Is Guilt Keeping You Unhealthy?

Women’s guilt is an interesting topic which has a surprising amount of research surrounding it. Goes to show how expansive and general this problem is amongst women. How often our immediate reaction to something that we want, need, or desire, is often followed by a sudden surge of guilt.Women generally feel more guilty when they put themselves first, when compared to their male counterparts. Feeling guilty may be a normal feeling, but it too much guilt when it comes to putting yourself first, is likely negatively impacting your life and overall wellbeing more than you realize.

Imagine if society as a whole told us we are not deserving of that job promotion that opened up, because you are a women. That would be insanely wrong and sexist right? What if we were directly told, we are not deserving of material things, luxury items, a day at the spa, a gym membership, time alone, vacation, a new outfit, time with your girlfriends, a romantic date. That would be a crazy thing to say. However. the problem is, no one has to tell women these things directly, because we already do it and say it to ourselves on the daily. We feel so much shame or guilt when we put ourselves first. We are constantly obsessing over what other people think of us, and in turn, this makes us hyperaware of how our actions, or non-actions, are perceived. It is a chronic obsession among women. It is so embedded through nature and nurture, that we are not even aware of the type of stress we are placing on ourselves, and on our futures.
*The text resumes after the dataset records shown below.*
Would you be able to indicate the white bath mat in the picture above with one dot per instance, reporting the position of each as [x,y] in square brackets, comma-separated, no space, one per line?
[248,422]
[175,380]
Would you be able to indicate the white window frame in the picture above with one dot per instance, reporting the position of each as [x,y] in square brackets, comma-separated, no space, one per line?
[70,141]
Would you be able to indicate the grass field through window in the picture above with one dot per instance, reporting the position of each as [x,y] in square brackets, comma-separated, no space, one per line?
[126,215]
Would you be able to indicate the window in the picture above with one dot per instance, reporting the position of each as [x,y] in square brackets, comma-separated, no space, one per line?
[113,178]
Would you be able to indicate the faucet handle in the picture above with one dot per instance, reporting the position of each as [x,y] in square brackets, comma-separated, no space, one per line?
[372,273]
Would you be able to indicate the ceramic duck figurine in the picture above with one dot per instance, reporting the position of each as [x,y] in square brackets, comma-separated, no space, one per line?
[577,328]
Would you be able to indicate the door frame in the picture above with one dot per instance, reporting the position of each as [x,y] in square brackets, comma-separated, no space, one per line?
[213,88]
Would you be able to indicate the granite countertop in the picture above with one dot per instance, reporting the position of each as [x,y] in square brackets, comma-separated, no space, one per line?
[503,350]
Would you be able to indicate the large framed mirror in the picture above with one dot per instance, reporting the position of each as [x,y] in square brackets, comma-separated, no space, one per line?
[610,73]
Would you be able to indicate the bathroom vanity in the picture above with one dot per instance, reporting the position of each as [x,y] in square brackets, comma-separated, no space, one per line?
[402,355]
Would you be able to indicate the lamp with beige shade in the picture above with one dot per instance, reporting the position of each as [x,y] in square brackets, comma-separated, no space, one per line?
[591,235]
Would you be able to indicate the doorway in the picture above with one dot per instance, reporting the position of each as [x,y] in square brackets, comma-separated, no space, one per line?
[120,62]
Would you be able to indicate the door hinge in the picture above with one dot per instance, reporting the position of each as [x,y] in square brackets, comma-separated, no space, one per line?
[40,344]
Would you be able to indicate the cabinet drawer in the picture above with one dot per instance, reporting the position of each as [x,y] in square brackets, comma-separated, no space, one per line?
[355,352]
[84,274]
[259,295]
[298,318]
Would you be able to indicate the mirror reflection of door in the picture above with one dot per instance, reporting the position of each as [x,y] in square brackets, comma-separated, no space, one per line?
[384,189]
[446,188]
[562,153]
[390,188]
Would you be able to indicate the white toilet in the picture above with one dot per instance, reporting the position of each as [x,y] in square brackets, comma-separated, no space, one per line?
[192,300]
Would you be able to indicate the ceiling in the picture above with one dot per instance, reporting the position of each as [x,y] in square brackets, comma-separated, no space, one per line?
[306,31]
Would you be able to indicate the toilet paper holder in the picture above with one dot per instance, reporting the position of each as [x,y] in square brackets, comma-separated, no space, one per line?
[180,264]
To make my point more clear, lets take a common example of the average household after 4pm on a weekday:

You are married, live in a house, have a husband, and you have three young kids. You are staying home from work right now to take care of the kids, while your husband is at work. After taking care of the kids since 7am, your husband finally comes home from work. You are thrilled, because now you can take that time you’ve been craving to head to the gym (which you have been trying to get to for the past week). Suddenly, your husband exclaims, “What a long day! I am so tired!”. You hear him, and then that feeling starts to creep up into your belly, and that voice in the back of your mind starts to become more clear. It’s guilt. You suddenly start to feel guilty about leaving, and now a million excuses as to why you should stay home instead of going to the gym, start to flood in. You feel bad because your husband is tired, and now he has to watch the kids. You feel bad because there is laundry to do, and things to clean. You feel guilty because its rare your husband is home early, and you don’t spend a lot of time during the week together. You feel guilty because you should stay home and help your kids with their homework. You feel guilty because you should have done the laundry, cleaning, cooking, and homework help BEFORE your husband got home so that he wasn’t left with such a chaotic mess. You feel guilty that you didn’t do as much as you “should” have.

Wowza. That spiraled out of control real quick, and guess what? LOL! you are not at the gym. You stayed home, because you felt guilty, and then you listened to that guilt, and the excuses screaming in your head. Now you find yourself back down at the bottom of the priority totem pole where you originally belonged. Feeling like shit, feeling unfit, and folding laundry. How silly and daring of you to think you could put yourself first…hilarious. Only not hilarious, and actually quite real life. This is only one measly example of not making our fitness as a priority (which is obscene), but there are lots of other examples where women continually talk ourselves out of feeling that we are worthy of free time, and doing things for ourself.

Over the past year, and after a lot of self-reflection, I realized how much I talked myself into feeling bad about things I did not have to feel bad about. I literally caused my own anxiety, and I caused my own unhappiness. It was not purposeful of course, but I was just never aware of how negative thoughts were always on the forefront, a mile ahead of anything positive. I started trying to become more present in my thoughts. As soon as a thought popped into my head, I was present in it. How did it make me feel? Does my stomach feel uneasy? Did my mood suddenly change? Did I smile? Did I frown? Being present with your thoughts, creates a heightened awareness in yourself.

Feeling guilt, shame, anxiety, are not positive things to feel. You are not happiest or at your best when you are feeling any of these emotions. So if women are naturally more inclined to think this way, and are nurtured into thinking this way, then it is likely we are going to be feeling all the things that make us unhappy and feel unworthy. We are constantly allowing others feelings, emotions, and decisions, dictate how we live our lives. I started finding more happiness, and finding more success, when I became more selfish. Becoming more selfish will improve your life, if you find you are someone constantly putting themselves on the back burner. Becoming more selfish in just one avenue of your life, will spill over into other aspects of your life. For example, if you start to take more control over your fitness, your entire life and how it is lived can change dramatically. As a healthier human being, you are more energetic, sleep better, eat healthier, you are more positive, you are happier, you have less chance of depression and anxiety, and you are an all around better more energetic person for those around you.

Leave the laundry, the dishes, the homework. Leave your husband at home for an hour, because that hour is more than gym a sweat session. That hour to yourself does more for your family then having clean dishes every will. The more confident and stronger you are, the more you will project this confidence onto everyone around you. It will reflect off of you, and all of this positive change will come back to benefit you. What you radiate, will come right back to you, whether it is good or bad. So make it good, and then make it excellent. Put yourself first today, and then repeat for eternity.